Bogle, the founder of Vanguard who is credited with revolutionizing the investment business, had his feet propped up during the interview because of "doctor's orders" while he recovered from a heart attack. "It's the only concession I'll make to be in the office," McNabb recalled Bogle saying.
At the time, McNabb was working on Wall Street after graduating from the University of Pennsylvania's Wharton School, but Bogle didn't ask McNabb one question about his resume. Instead, they talked about values, education and books.
It was emblematic of the type of company Bogle had built and of his legacy, McNabb told CNBC. Bogle died Wednesday at age 89.

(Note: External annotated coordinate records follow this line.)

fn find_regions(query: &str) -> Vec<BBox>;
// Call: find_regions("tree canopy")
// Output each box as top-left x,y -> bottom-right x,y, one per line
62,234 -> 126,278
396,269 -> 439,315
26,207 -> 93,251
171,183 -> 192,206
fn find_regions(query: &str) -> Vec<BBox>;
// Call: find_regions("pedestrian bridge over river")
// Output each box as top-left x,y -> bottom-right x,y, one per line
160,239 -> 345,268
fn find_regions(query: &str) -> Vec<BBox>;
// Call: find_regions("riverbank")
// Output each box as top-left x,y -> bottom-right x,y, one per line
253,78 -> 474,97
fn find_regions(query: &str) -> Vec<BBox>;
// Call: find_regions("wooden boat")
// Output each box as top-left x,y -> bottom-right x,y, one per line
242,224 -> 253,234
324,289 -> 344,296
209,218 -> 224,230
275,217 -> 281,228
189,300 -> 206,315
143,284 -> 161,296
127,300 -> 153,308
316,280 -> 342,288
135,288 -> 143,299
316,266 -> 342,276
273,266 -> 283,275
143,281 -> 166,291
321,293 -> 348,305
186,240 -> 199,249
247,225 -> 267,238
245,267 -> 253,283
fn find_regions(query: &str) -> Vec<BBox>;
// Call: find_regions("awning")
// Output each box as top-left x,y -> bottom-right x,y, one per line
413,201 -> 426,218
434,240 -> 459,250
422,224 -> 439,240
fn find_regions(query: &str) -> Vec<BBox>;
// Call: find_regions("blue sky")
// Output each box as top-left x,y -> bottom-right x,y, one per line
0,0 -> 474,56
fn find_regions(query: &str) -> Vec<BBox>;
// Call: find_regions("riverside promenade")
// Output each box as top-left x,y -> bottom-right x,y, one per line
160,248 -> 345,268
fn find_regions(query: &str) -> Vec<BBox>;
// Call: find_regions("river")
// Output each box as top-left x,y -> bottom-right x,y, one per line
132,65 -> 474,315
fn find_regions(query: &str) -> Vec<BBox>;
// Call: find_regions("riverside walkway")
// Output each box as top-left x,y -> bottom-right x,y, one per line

Bogle believed that culture trumped strategy every time and that Vanguard would be a place where everyone's contribution was valued and respected, McNabb told CNBC on Friday. The culture Bogle fostered at Vanguard was one of hard work, treating everyone with respect, always doing the right thing and putting clients' interests first, McNabb said.
Bogle feared complacency. He was inspired by the writings of American revolutionary Thomas Paine, who was often quoted in Bogle's books, and the economist Joseph Schumpeter, who popularized the term "creative destruction." What other industry executives found disruptive, Bogle thought necessary to remain relevant.
"When you look at Vanguard today, we are a result of a lot of those steps," said McNabb.
In its first year, Vanguard managed $1.7 billion of customer assets, and when Bogle stepped down as CEO, Vanguard had reached $250 billion assets under management. The company now manages $5.1 trillion, largely because of the popularity of Bogle's industry-changing idea: index mutual funds.
McNabb became CEO of Vanguard two weeks before the fall of Lehman Brothers in 2008. Amidst the turmoil of the financial crisis, he asked himself, "what would Jack do?," and recalls Bogle's favorite phrase: Press on, regardless.